Well, anyone writing about "concurrency" today, is writing in a context where everything — even the tiniest little microcontrollers — have both multiple cores and the inherent hardware capability to do pre-emptive multitasking (if not perhaps the memory for doing so to make any sense — unless your "tasks" can be measured in kilobytes); and yet everything does it in a slightly different way. Which in turn means that:

• If such a person is writing product software, not in control of the deploy environment for their software — then to them, "concurrency" and "parallelism" both just mean "using the multi-threading abstractions provided by the runtime, where these might become OS threads or green-threads, might pin their schedulers to a core during CPU work or not, might yield the core during IO or not, who knows." None of these things can be guaranteed — even core count can't be guaranteed — so their definition of what "concurrency" or even "parallelism" will do for them, has to be rather weak.
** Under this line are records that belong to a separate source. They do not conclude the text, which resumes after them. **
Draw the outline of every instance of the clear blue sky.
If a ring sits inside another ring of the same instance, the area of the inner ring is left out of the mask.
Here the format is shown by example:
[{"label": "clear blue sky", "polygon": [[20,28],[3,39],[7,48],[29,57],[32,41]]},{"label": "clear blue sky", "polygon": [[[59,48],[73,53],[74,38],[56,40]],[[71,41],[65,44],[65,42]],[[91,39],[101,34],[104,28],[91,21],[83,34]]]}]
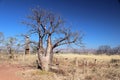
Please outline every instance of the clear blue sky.
[{"label": "clear blue sky", "polygon": [[59,13],[72,29],[83,31],[87,48],[120,45],[118,0],[0,0],[0,32],[5,36],[25,33],[21,21],[37,5]]}]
To these people, "parallelism" is "nice if you can get it" — but not something they think about much, as they have to write code under the assumption that the software will inevitably get stuck running on a single core (e.g. on a heavily-overloaded system) at some point; and they must ensure it won't deadlock or livelock under those conditions.

• Meanwhile, if such a person comes from a background of writing SaaS software (i.e. software that runs in a big knowable environment), then anything they say about concurrency / parallelism is likely founded on the assumption of having large distributed clusters of big highly-multicore servers, where the chief concern isn't actually in achieving higher throughput through parallelism (as that part is "easy"), but in resolving distributed data races through write-linearization via artificial concurrency-bottlenecking abstractions like channels, message queues, or actors that hold their own linear inboxes. For these types, "parallelism" puts them in mind of the "multi-threaded with shared state behind semaphores" model that they want to avoid at all costs to keep their software scalable and ensure distributed fault-tolerance. So this type prefers to talk about designing architectures made of little actors that are individually intentionally concurrent-but-not-parallel; and then hand-wavingly introducing shared-nothing instances or pools of these trees of little actors, that can live and move within greater parallel distributed clusters.
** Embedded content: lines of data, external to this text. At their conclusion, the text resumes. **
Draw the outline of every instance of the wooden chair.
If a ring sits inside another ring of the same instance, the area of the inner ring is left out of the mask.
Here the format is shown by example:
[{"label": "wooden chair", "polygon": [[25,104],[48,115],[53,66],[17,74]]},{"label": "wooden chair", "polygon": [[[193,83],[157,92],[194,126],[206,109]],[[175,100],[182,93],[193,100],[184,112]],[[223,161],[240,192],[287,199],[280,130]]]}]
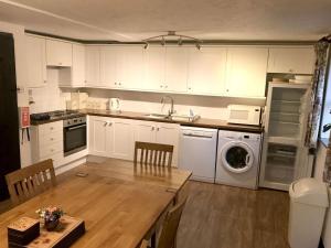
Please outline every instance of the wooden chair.
[{"label": "wooden chair", "polygon": [[11,202],[17,205],[55,186],[52,160],[45,160],[6,175]]},{"label": "wooden chair", "polygon": [[135,144],[135,165],[168,166],[171,168],[173,145],[161,143],[148,143],[137,141]]},{"label": "wooden chair", "polygon": [[[185,203],[186,200],[177,204],[167,213],[157,248],[175,248],[177,230],[181,220]],[[143,240],[141,242],[140,248],[147,247],[148,242]]]}]

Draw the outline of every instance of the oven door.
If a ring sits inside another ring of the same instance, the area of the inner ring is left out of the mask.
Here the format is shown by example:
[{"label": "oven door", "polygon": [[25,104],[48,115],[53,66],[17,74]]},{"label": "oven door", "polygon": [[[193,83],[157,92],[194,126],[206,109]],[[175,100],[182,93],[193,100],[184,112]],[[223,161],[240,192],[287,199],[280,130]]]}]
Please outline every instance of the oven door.
[{"label": "oven door", "polygon": [[64,155],[86,149],[86,123],[63,129]]}]

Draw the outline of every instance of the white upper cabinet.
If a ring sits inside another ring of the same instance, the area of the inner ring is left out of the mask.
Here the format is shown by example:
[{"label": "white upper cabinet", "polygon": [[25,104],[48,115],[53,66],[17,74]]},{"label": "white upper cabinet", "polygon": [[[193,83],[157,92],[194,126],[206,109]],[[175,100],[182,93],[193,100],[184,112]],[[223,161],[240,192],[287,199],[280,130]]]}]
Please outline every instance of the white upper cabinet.
[{"label": "white upper cabinet", "polygon": [[118,47],[100,46],[100,86],[115,87],[118,83]]},{"label": "white upper cabinet", "polygon": [[28,87],[43,87],[46,84],[46,41],[43,37],[25,35]]},{"label": "white upper cabinet", "polygon": [[72,66],[72,43],[46,40],[46,62],[47,66]]},{"label": "white upper cabinet", "polygon": [[147,90],[163,90],[164,68],[166,68],[166,48],[160,46],[149,46],[145,51],[145,84]]},{"label": "white upper cabinet", "polygon": [[142,86],[142,46],[103,46],[100,83],[109,88],[139,89]]},{"label": "white upper cabinet", "polygon": [[268,73],[312,74],[313,64],[312,47],[269,48]]},{"label": "white upper cabinet", "polygon": [[143,47],[121,46],[119,83],[128,89],[143,89]]},{"label": "white upper cabinet", "polygon": [[72,85],[85,85],[85,46],[73,44]]},{"label": "white upper cabinet", "polygon": [[86,86],[100,85],[100,47],[85,46],[85,80]]},{"label": "white upper cabinet", "polygon": [[226,48],[190,48],[188,91],[201,95],[222,95],[225,85]]},{"label": "white upper cabinet", "polygon": [[265,97],[268,48],[228,47],[225,95]]},{"label": "white upper cabinet", "polygon": [[145,52],[145,89],[185,93],[188,54],[188,47],[148,47]]},{"label": "white upper cabinet", "polygon": [[168,46],[166,48],[166,73],[163,89],[166,91],[185,93],[188,90],[189,48]]},{"label": "white upper cabinet", "polygon": [[73,65],[58,69],[58,85],[71,87],[85,86],[85,46],[73,44]]}]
• And if such a person comes from a background of writing embedded software (i.e. software that runs in a small knowable environment), then their assumption will likely be founded on a concern for achieving realtime dataflow semantics for at least some parts of the system — requiring some, but not all, of the cores to sit there bound to particular tasks and spin-waiting if they finish their processing step early; while other cores are free to be "application cores", executing arbitrarily-long instruction sequences. To these people, "concurrency" is mostly the frustrating low-level process of handing off data between the real-time and non-realtime worlds, using lockless abstractions like shared ring buffers; and "parallelism" is mostly just getting the single most expensive part of the application to schedule a pool of almost-identical expensive operations onto a pool of specialized identical cores. (This is the design perspective that made the PS3's Cell architecture seem like a good idea.)